Os vídeos estão para o skate assim como os fanzines e as fitas demo estiveram para o punk. Ainda que os veículos de informação tenham lá sua importância na construção da cultura skater, nem todo skatista lê revista. (Aliás, alguém lê?)
A real é que todo fã de skate pira nas imagens dos rolês sobre o carrinho. Desde que o esporte se consolidou nos meios urbanos, rolaram vários vídeos classicões tipo o Speed Freaks, o Wheels of Fire e o The Search for Animal Chin nos anos 1980; o Virtual Reality e as fitas da Plan B nos anos 90; e os mais recentes Pretty Sweet e Cherry, de 2012 e 2014, respectivamente.
A gente sabe que tem aqueles camaradas que acham que só a golden era foi daora, mas o fato, amigão, é que estamos no auge da produção fílmica skater. Não só por causa do avanço tecnológico, mas também porque diretores vêm fazendo um trabalho cada vez mais apurado.

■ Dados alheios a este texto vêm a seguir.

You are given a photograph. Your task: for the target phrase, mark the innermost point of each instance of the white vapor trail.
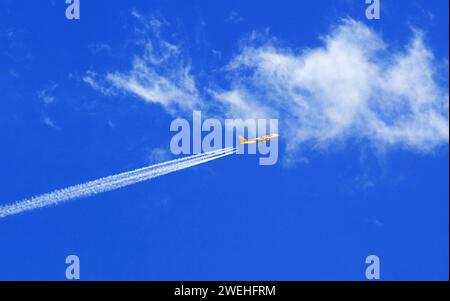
(111, 182)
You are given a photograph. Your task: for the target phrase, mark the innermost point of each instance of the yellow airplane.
(259, 139)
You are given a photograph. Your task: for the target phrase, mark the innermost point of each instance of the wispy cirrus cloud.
(353, 86)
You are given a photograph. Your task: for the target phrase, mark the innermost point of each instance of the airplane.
(259, 139)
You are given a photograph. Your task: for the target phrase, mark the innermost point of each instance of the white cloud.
(46, 94)
(354, 86)
(50, 123)
(160, 75)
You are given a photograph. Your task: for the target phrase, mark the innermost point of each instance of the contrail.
(111, 182)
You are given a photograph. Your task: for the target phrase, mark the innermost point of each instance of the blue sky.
(363, 164)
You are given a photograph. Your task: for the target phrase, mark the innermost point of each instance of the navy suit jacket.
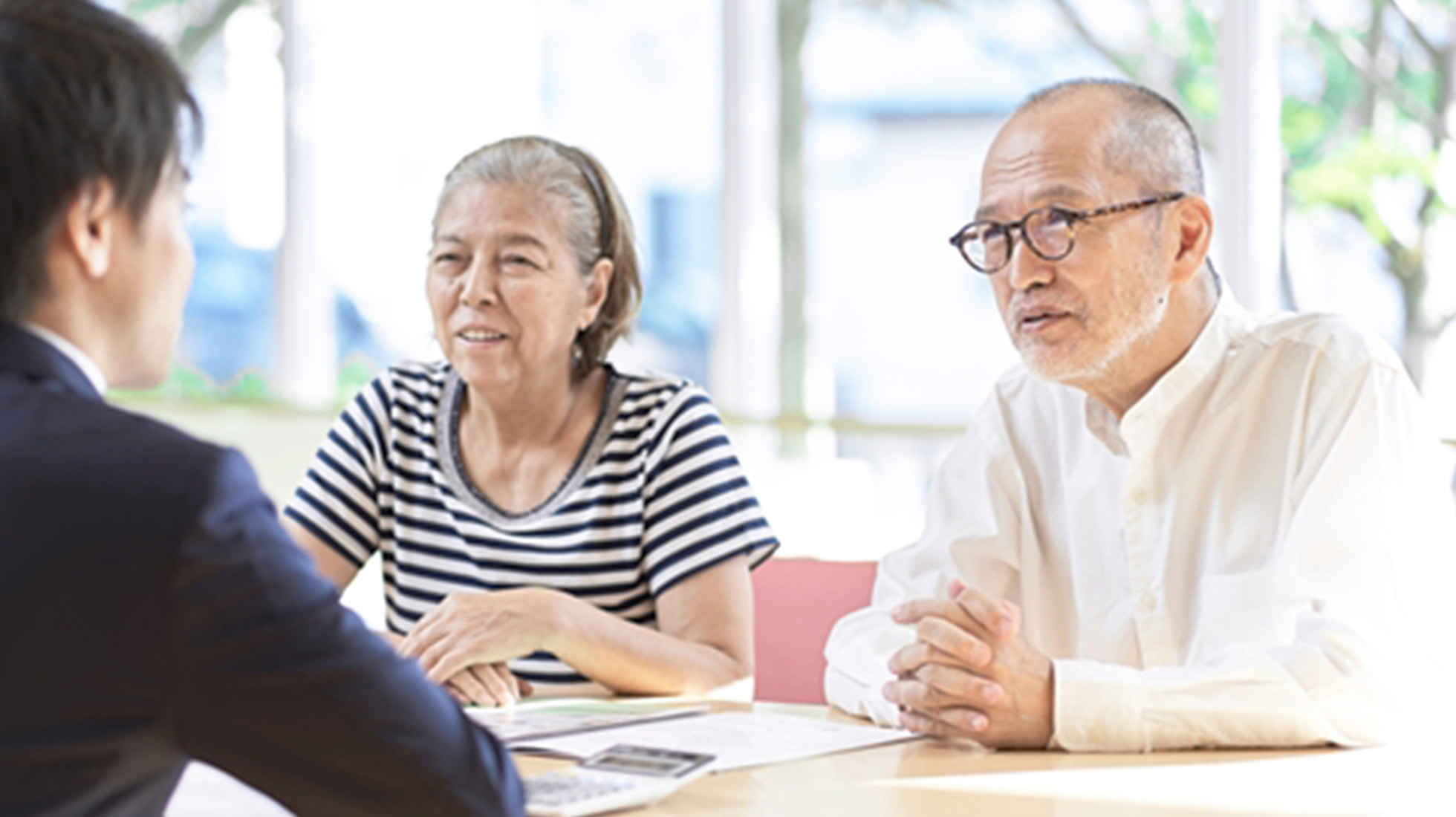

Com qualidade cinematográfica mesmo.
Os vídeos do americano Greg Hunt são o maior exemplo: conjugam arte visual, edição afiada, beleza fotográfica, plasticidade na captação das manobras, trilha sonora de primeira e elaborados planos sequência. Quer uma amostra? Assista ao comecinho do seu mais recente vídeo, Propeller. É pra ficar de cara.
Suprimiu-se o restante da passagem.